Quizás el punto más caliente de contacto entre Filología e Informática esté en las áreas de lingüística computacional y de inteligencia artificial: en pocas palabras la lingüística computacional tiene estudia las aplicaciones y aportaciones de la Informática al análisis del lenguaje. Y la inteligencia artificial busca la reproducción en máquinas de comportamientos humanos, por lo que ambos estudios se unen y trabajan conjuntamente en la simulación del lenguaje humano en las máquinas. Los esfuerzos de investigación actuales están en tareas intermedias, como la asignación de categorías gramaticales a las palabras de un texto, eliminando ambigüedades para señalar el papel más probable del vocablo en el texto. También actualmente se investiga el desarrollo de sistemas que permitan el reconocimiento de las reglas gramaticales de los lenguajes; esta última aplicación nos es muy cotidiana, ¿quién no ha buscado un traductor on-line en Internet para traducir un texto inglés? Eso sí la traducción, claramente, puede ser mejorable, desde luego queda mucho por hacer en este terreno. Y, como no, la aplicación más interesante (y más ambigua también) es el procesamiento del lenguaje natural, para poder interactuar con un ordenador: todavía hay muchísimos problemas en la búsqueda de información en las grandes bases de datos, mediante los algoritmos de búsqueda tradicionales, generadas por la complejidad extrema de la mente humano.

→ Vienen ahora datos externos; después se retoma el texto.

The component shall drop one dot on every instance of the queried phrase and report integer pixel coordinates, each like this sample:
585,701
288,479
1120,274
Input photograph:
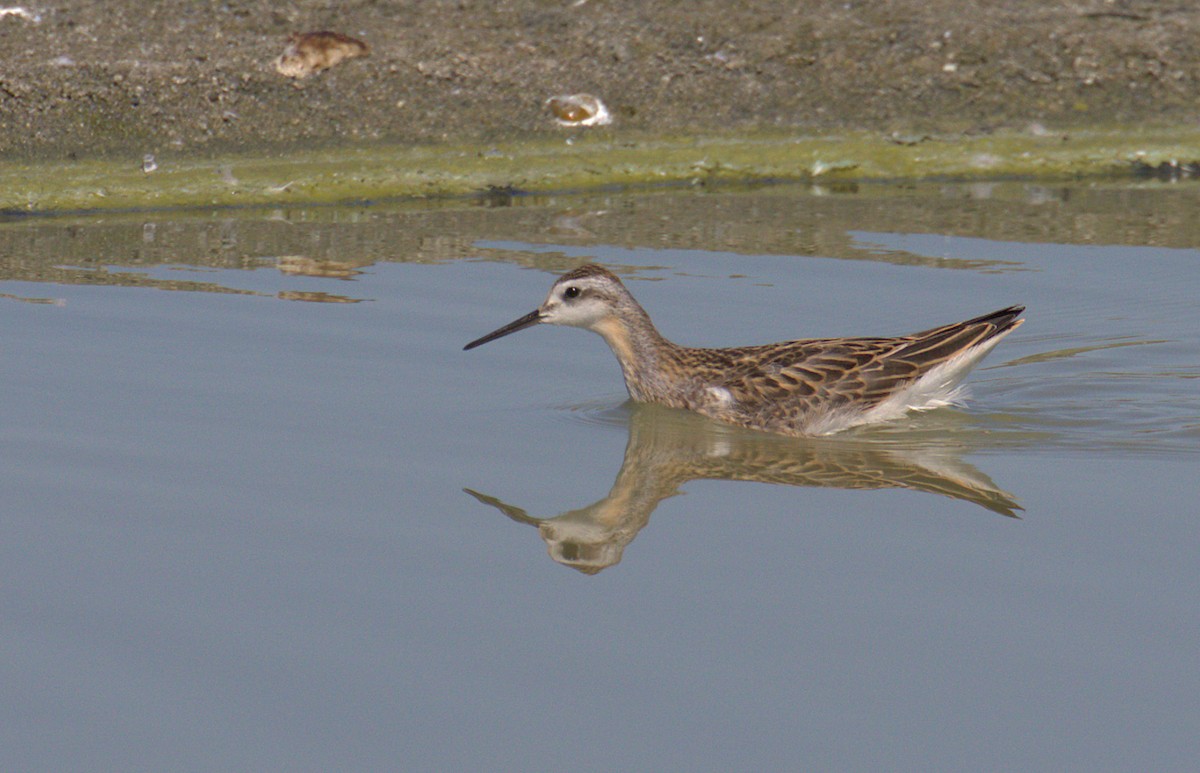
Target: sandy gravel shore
126,77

Este problema se atenúa mediante la etiquetación gramatical de las palabras dentro de una oración.
La crítica textual ha sido una de las áreas a la que más puertas ha conseguido abrir la Informática: desde la realización de operaciones mecánicas, como la elaboración de concordancias e índices o la colación de variantes; hasta la gran ventaja de poder tener en un pequeño pen-drive todos los testimonios, ya sean facsímiles, ya transcipciones, ya ediciones de la obra que se va a editar. Las bases de datos relacionales e Internet han permitido que estén accesibles los fondos de grandes bibliotecas universales; por poner un ejemplo, la Biblioteca Nacional de París, a través de su servidor Gallica 2000, ofrece acceso a unas 35.000 obras, y nuestra Biblioteca Nacional pone a disposición del internauta su catálogo digitalizado Ariadna y, poco a poco, va digitalizando algunas de sus obras. No es necesario explicar lo que supone esto para cualquier investigador, y, en concreto, para el editor literario… En cualquier caso, en este campo la colaboración entre Informática y Filología se encamina hacia el hipertexto. Un proyecto muy interesante en este sentido es el EVE-DQ, Edición variorum electrónica del ´Quijote´ que han llevado a cabo la Universidad de Castilla la Mancha en colaboración con Texas A&M University. El resultado es una hiperedición que incluye, entre otros aspectos, sincronización de textos e imágenes, acceso inmediato y completo a las bases de datos relacionales de variantes y anotaciones y una interfaz interactiva de lectura que permite la creación en línea de ediciones personalizadas.
Por ir finalizando, y por si aún queda algún resquicio de duda acerca de la enorme vinculación entre Informática y Lingüística, relación acerca de la que sólo hemos esbozado algunos pocos nexos, quiero invitar al lector a la siguiente reflexión: ¿Qué es la Informática sino el desarrollo de una comunicación artificial en un lenguaje también artificial? ¿Acaso no es el bit, base del lenguaje máquina, una unidad mínima lingüística?